O Contra-Almirante Antônio Braz tem 52 anos e é um militar com larga experiência em vários setores da Marinha Brasileira. No entanto, comandar uma coalizão militar internacional em meio a um conflito contra terroristas o coloca em uma posição de grande respeito dentro da força. O efetivo da força-tarefa liderada pelo brasileiro é composto por outros 13 militares brasileiros e 10 diferentes nacionalidades. Todos sediados no Bahrein, onde está o comando militar de toda coalizão. Embora envolvido em comandar as forças militares na região, o Almirante Braz não se esquece das responsabilidades da Marinha do Brasil em proteger a nossa Amazônia Azul. Ele defende o reaparelhamento e a modernização dos equipamentos da Força Naval brasileira. Isso porque a Marinha deve desativar, até 2028, cerca de 43 embarcações que atingiram a sua vida útil. O número representa 40% de toda a frota da Força Naval, que já demandava altas cifras para a sua manutenção.

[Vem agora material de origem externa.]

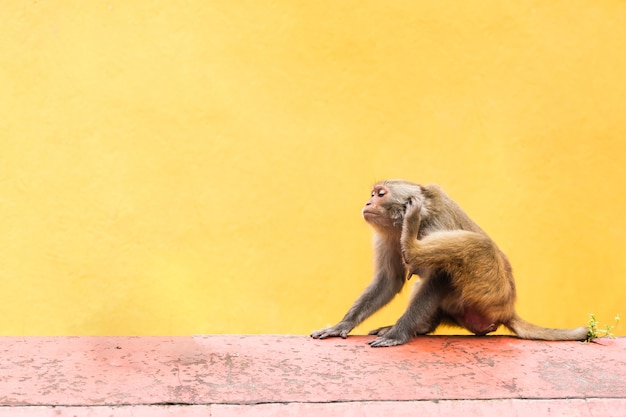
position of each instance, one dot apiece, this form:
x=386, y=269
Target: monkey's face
x=383, y=209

“Sem a capacidade de reaparelhamento, a Marinha do Brasil tem, hoje, navios com idade avançada. Navios que têm manutenção cara e têm sobressalentes descontinuados, em uma aplicação pouco racional dos recursos. No médio e longo prazo essa realidade deixa de justificar o custo-benefício. Uma alternativa está em vincular o orçamento da defesa ao produto interno bruto que, hoje, está em 1,1%, enquanto a própria recomendação da Organização do Tratado do Atlântico Norte já estabelece 2% como o mínimo, revisando para mais em função do contexto internacional”, diz. Vamos então mergulhar nas informações trazidas pelo Almirante Antônio Braz, direto do Centro de Comando do Bahrein:
– Almirante, como é o seu trabalho aí?
O Brasil, por meio da Força Naval, lidera a Combined Task Force (CTF) 151, uma das cinco Forças-Tarefa da Força Marítima Combinada (CMF – Combined Maritime Forces), que é a maior coalizão no mundo atualmente, voltada para a estabilização de áreas marítimas (Mar Arábico, Mar Vermelho e Golfo de Áden) onde há ocorrência de pirataria.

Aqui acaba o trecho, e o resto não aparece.